All three were excellent at making PowerPoint presentations—something even AI can now do. But when it came to core, real-world skills, they fell dramatically short.
The MBA graduate didn't understand P&L or cash flow.
The hotel management graduate had never seen a food processing line.
None of them understood precision fermentation—a core capability in modern food-tech.
Let's not act surprised. This isn't new. This problem has been festering for decades. I had once written a piece where I described India's talent output as 'Educated Unemployables.' That unfortunate phrase continues to define our system.
Degrees, yes. Skills, no.
From schools to engineering colleges to competitive exams, the rot is wide and systemic. What Sanket experienced is just the tip of a very large iceberg.
Degrees ≠ Knowledge
Think back to the IT boom of the 1990s and 2000s. Hundreds of computer training institutes sprang up overnight. Families broke FDs and took loans to enroll their children, hoping they'd become coders and land jobs abroad.

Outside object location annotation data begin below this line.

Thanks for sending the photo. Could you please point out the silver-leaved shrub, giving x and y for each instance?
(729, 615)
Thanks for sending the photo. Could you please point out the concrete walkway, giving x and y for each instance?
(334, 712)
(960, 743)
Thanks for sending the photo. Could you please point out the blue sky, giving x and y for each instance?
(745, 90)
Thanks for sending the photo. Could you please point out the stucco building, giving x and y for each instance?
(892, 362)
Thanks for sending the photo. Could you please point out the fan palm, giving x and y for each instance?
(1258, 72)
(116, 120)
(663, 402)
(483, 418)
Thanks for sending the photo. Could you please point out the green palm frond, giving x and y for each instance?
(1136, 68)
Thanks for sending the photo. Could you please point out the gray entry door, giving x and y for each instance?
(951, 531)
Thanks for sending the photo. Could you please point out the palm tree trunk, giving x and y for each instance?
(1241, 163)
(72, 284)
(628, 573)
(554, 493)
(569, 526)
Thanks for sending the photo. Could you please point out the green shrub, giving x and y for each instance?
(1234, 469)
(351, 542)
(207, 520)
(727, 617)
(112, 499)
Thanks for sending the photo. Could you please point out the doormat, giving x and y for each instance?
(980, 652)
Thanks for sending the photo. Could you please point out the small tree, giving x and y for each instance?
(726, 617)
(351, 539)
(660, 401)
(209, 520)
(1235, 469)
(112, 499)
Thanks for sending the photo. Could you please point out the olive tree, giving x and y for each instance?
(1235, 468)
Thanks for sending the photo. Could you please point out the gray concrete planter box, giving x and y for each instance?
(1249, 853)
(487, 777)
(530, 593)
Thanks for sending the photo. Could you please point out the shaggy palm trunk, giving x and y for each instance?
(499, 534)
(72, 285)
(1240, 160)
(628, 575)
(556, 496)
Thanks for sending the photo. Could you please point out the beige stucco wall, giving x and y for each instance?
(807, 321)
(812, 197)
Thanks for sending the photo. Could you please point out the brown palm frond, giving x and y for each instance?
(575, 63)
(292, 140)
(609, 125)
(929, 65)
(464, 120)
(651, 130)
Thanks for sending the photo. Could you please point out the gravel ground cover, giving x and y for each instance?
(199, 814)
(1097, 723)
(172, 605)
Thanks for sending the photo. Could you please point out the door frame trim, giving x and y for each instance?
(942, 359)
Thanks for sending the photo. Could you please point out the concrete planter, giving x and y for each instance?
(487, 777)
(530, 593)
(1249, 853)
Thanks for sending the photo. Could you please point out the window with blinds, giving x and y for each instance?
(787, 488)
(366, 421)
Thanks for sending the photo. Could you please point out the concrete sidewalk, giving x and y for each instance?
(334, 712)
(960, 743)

But what did most students actually learnt? Basic computer literacy — Word processors and spreadsheets — while believing they were mastering programming.
Even respected engineering colleges weren't spared. A decade ago, an IT honcho interviewed Computer Science graduates from a prominent REC in North India. None could answer basic questions. One student finally admitted: 'We have no faculty. No real tests. Everyone is promoted at the end of the year.'
Officially, we produce X number of engineers. But what do those numbers even mean? They just add up to the statistics that show this many computer graduates produced by the country. And the rot doesn't start in college. It starts much earlier, in school.
In the name of progressive policy, we decided not to fail any child till Class 8. In practice, this has been disastrous. Students who can't cope with Class 5 content are pushed up to Class 8. When higher-level academic rigour begins, the foundation is too weak. They're set up to fail quietly — or worse, coast through the system without ever knowing what they missed. Of course, then there is the great scam involving several exams for jobs except, perhaps those conducted by the UPSC. The way the system is gamed, is well, systemic.
Even competitive exams — supposedly sacrosanct — have been compromised. The process looks secure:
A sealed question paper packet from a bank locker
Invigilators, videography, independent observers
Surprise checks by flying squads
And yet:
Over 50% of candidates in some centres are impersonators with fake IDs.
Some already know the questions — in the right sequence — before the exam begins.
In extreme cases, teachers dictate answers to paid candidates.
The flying squad? Often tipped off well in advance.
When results come out, the best scores go to those who paid for their place. The sincere, hardworking candidates — the ones who actually deserve it — are shown the door.
How do you fix a system where every layer — policy, teaching, exams, oversight — can be manipulated?
Yes, we can frame bulletproof policies. But unless they're implemented with integrity, we're just papering over deep cracks.
India aspires to be a global leader. But how will that happen if our talent supply chain is fundamentally broken?
Worse still, our youth — the supposed beneficiaries of this system — are being consumed by distractions. TikTok, reels, addictive apps. The ability to focus, reflect, grasp depth? Rapidly vanishing. And yet, society seems eerily comfortable with this decline.
We're not just facing a crisis of education. We're looking at a future where mediocrity wears the mask of merit. Where shortcuts triumph over substance. Where effort is no longer rewarded — and that should scare us all.
We're not staring at a crisis. We're already in it.